This is the mail archive of the newlib@sourceware.org mailing list for the newlib project.

Index Nav:	[Date Index] [Subject Index] [Author Index] [Thread Index]
Message Nav:	[Date Prev] [Date Next]	[Thread Prev] [Thread Next]
Other format:	[Raw text]

Re: codeset problems in wprintf and wcsftime

From: Jeff Johnston <jjohnstn at redhat dot com>
To: newlib at sourceware dot org
Date: Wed, 24 Feb 2010 17:10:00 -0500
Subject: Re: codeset problems in wprintf and wcsftime
References: <20100220155935.GK5683@calimero.vinschen.de> <4B84452D.9040508@redhat.com> <20100224091734.GA24997@calimero.vinschen.de> <4B859772.6070201@redhat.com>

On 24/02/10 04:17 PM, Jeff Johnston wrote:

On 24/02/10 04:17 AM, Corinna Vinschen wrote:

On Feb 23 16:14, Jeff Johnston wrote:

On 20/02/10 10:59 AM, Corinna Vinschen wrote:

AFAICS, there are two possible approaches to fix this problem:

- Store the charset not only for LC_CTYPE, but for each localization
category, and provide a function to request the charset.
This also requires to store the associated multibyte to widechar
conversion functions, obviously, and to call the correct functions
from wprintf and wcftime.

- Redefine the locale data structs so that they contain multibyte and
widechar representations of all strings. Use the multibyte strings
in the multibyte functions, the widechar strings in the widechar
functions.


This assumes that widechar representations from separate mbtowc
converters can be concatenated and be decoded by a single wctomb
converter.
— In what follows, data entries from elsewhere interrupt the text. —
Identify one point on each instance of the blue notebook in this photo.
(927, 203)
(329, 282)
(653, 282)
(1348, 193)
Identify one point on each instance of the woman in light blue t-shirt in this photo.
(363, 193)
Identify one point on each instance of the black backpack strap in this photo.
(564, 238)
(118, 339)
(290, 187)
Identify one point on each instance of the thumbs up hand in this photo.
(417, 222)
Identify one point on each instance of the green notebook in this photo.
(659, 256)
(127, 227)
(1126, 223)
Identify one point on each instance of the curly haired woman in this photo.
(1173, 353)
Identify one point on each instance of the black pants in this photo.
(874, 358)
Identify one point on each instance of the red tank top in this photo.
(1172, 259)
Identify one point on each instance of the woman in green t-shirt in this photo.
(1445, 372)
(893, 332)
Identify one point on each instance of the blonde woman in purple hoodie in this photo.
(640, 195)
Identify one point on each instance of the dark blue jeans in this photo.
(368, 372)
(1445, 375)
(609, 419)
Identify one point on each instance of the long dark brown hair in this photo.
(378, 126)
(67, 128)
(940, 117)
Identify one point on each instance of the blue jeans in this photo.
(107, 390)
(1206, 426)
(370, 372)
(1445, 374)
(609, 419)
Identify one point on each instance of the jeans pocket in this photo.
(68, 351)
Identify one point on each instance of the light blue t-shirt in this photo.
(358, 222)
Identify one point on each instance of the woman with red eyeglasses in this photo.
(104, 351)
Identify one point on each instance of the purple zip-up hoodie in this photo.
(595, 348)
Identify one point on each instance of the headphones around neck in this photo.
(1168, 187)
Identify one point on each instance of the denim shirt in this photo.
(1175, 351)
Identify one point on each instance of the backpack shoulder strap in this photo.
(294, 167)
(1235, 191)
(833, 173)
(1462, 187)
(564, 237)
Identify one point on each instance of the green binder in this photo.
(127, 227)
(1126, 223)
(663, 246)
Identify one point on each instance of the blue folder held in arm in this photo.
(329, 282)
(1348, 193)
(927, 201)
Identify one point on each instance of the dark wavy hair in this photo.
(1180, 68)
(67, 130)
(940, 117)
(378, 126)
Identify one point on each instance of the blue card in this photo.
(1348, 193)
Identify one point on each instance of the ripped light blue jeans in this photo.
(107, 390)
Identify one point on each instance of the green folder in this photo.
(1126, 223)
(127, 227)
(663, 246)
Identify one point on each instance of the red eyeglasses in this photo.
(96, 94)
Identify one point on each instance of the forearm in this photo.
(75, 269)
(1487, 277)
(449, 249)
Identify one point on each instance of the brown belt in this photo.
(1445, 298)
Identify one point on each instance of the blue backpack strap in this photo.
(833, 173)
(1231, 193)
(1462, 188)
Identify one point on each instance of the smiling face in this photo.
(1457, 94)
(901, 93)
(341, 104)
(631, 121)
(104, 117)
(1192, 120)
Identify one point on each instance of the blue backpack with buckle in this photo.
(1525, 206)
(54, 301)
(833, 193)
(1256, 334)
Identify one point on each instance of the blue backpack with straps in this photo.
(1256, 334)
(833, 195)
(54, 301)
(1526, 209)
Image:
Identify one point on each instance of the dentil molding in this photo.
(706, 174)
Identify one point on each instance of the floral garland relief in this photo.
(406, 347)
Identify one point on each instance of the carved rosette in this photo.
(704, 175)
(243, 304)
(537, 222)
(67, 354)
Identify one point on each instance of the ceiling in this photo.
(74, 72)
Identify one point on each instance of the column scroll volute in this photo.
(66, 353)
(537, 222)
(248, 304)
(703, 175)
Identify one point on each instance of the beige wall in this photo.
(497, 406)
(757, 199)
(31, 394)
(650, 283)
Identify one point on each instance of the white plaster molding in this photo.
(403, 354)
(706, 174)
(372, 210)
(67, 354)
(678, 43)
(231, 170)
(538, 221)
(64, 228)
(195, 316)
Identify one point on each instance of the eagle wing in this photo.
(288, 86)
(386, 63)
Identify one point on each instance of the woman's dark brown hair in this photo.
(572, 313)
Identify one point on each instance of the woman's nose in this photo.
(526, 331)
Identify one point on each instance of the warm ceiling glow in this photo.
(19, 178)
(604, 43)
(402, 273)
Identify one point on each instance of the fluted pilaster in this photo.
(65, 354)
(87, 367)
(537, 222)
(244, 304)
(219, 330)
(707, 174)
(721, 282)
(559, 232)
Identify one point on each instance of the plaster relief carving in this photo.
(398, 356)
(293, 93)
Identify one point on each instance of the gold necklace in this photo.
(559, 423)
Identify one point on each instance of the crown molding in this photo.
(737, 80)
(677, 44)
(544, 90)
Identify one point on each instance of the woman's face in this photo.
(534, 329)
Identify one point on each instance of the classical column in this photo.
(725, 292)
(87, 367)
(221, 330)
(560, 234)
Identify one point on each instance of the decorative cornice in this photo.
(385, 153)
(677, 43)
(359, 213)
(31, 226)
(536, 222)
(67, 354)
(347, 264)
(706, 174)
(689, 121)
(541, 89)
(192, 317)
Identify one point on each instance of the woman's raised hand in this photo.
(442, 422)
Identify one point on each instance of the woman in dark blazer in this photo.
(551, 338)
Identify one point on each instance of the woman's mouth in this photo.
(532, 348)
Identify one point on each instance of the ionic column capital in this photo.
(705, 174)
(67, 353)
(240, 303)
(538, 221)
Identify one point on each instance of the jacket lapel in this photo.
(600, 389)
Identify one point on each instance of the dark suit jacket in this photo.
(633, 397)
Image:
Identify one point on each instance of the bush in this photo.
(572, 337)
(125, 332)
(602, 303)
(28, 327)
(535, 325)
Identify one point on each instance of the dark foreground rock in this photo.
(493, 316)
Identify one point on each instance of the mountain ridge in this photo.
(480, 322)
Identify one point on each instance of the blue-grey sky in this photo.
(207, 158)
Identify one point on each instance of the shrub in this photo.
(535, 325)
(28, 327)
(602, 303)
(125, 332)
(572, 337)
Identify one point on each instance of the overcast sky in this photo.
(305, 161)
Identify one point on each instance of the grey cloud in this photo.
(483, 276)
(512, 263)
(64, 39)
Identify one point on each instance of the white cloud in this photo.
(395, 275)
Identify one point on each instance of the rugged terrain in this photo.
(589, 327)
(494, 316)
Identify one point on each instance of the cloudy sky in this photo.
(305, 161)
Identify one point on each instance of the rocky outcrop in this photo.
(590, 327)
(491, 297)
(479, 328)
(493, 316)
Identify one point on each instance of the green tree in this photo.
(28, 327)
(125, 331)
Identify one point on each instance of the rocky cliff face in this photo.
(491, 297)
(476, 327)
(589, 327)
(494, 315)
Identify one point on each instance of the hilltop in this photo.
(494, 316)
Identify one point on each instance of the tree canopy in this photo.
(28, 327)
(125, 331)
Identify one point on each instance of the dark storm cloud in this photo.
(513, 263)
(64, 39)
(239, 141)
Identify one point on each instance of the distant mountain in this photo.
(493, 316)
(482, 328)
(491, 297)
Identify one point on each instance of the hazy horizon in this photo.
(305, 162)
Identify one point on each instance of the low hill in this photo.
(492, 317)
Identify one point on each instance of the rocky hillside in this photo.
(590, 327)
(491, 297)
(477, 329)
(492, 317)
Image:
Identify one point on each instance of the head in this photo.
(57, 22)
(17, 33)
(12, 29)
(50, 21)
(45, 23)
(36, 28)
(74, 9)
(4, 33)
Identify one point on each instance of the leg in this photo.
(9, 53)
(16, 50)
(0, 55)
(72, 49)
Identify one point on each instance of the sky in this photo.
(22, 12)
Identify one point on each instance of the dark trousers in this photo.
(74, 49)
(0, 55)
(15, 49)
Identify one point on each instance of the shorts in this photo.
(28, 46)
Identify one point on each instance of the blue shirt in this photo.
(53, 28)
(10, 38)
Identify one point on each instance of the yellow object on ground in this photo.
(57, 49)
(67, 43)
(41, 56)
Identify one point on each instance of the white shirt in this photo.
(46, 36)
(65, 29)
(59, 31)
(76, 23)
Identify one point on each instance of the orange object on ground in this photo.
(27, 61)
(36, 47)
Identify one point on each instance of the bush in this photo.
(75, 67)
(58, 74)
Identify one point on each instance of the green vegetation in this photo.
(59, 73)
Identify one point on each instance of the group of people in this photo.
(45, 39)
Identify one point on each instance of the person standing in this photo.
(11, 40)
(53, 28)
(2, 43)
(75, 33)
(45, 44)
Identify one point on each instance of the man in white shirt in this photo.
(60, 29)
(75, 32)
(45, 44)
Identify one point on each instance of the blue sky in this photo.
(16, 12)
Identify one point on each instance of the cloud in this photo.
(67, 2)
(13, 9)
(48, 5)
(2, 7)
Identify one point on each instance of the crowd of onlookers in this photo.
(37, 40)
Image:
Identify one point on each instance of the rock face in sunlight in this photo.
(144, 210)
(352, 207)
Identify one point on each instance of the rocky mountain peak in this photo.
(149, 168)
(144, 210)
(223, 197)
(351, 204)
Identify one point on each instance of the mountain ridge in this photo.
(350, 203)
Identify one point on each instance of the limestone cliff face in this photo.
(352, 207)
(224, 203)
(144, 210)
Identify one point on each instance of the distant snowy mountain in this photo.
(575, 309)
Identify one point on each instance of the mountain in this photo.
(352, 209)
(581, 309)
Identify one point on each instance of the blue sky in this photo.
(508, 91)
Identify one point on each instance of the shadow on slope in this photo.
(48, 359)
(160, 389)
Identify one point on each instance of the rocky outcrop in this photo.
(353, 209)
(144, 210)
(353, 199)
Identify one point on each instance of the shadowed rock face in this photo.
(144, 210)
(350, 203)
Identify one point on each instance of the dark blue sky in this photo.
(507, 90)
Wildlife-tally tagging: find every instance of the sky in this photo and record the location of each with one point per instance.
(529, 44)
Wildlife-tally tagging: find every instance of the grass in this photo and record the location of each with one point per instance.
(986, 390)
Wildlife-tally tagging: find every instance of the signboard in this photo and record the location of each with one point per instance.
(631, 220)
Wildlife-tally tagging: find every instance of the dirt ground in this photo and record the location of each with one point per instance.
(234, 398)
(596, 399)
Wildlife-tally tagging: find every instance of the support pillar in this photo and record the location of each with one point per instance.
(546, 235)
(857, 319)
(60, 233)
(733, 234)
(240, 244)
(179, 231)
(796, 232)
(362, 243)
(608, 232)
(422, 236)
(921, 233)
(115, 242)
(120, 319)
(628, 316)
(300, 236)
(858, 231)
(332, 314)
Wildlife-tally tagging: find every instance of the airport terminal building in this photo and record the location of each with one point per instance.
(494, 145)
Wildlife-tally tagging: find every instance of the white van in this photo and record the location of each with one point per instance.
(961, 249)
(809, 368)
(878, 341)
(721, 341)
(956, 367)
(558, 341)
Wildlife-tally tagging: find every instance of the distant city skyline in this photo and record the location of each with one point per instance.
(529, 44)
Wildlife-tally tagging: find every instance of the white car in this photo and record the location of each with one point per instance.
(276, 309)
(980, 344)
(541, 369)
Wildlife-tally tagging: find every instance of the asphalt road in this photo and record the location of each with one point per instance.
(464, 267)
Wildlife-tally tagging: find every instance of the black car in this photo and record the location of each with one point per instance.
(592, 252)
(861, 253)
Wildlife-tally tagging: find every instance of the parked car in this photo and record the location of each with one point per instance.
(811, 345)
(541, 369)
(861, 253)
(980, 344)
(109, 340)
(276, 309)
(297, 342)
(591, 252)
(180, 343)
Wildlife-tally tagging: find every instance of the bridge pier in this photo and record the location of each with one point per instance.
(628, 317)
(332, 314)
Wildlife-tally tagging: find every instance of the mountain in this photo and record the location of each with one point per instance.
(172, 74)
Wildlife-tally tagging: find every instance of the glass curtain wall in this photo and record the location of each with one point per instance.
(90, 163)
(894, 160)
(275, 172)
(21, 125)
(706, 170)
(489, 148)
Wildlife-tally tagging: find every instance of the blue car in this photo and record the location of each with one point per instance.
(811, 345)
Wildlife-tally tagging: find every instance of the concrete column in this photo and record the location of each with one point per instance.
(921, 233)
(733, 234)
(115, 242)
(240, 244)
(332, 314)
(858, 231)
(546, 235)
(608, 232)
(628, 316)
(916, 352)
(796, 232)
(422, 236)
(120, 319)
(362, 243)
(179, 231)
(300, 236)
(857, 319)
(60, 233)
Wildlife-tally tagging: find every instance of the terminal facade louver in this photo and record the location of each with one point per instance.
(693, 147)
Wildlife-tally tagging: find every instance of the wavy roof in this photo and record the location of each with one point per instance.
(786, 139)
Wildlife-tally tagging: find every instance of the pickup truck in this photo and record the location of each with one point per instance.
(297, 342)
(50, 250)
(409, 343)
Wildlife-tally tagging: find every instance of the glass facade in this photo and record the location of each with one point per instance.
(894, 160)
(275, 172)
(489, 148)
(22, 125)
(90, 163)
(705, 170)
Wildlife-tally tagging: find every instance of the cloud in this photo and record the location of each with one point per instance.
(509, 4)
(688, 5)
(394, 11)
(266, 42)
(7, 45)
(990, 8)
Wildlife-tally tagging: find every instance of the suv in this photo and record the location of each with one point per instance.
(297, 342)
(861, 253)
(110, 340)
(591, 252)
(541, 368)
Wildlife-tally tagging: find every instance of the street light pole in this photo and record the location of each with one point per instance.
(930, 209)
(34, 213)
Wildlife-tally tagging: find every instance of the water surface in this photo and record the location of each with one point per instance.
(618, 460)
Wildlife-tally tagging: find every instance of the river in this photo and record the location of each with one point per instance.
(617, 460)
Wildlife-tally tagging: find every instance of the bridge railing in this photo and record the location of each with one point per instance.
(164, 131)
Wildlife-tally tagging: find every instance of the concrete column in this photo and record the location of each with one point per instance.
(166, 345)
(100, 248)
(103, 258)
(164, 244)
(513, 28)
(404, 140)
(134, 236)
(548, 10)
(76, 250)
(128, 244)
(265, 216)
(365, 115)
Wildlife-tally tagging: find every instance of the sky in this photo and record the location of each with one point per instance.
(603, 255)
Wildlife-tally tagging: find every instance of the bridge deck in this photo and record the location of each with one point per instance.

Without this ability, the concatenated widechar string
derived is of no use to anybody unless they know where the charset
changes occur.

IMO, this is "undefined behaviour".


I don't understand. The wide char representation is Unicode. Why
should it be a problem to use Unicode strings together, just because
they are from different sources? Even if wchar_t is UTF-16, as on
Cygwin, the strings are complete. There's no such thing as just one
half of a surrogate.


So, you are saying if I use the mbtowc for EUC-JP in current newlib and
concatenate that to UTF-16 widechar output and add mbtowc output for
SJIS, a user can simply call wctomb() in newlib and have it pull it all
apart again? This obviously won't work for the old eucjp and sjis
versions of mbtowc/wctomb that Cygwin doesn't currently use, but even
so, I still see 3 versions of wctomb (utf8, iso, and cp) that apply to
Cygwin inside wctomb_r. Am I missing something? How can one of these
functions handle all types of wchar input?

If one cannot take the concatenated string and pass it to a single
internal version of the wctomb() function (i.e. the user has to call 3
versions of wctomb for different charsets), then the user has to know
where each section begins in the full string which makes the end-result
of little use and thus not worth supporting.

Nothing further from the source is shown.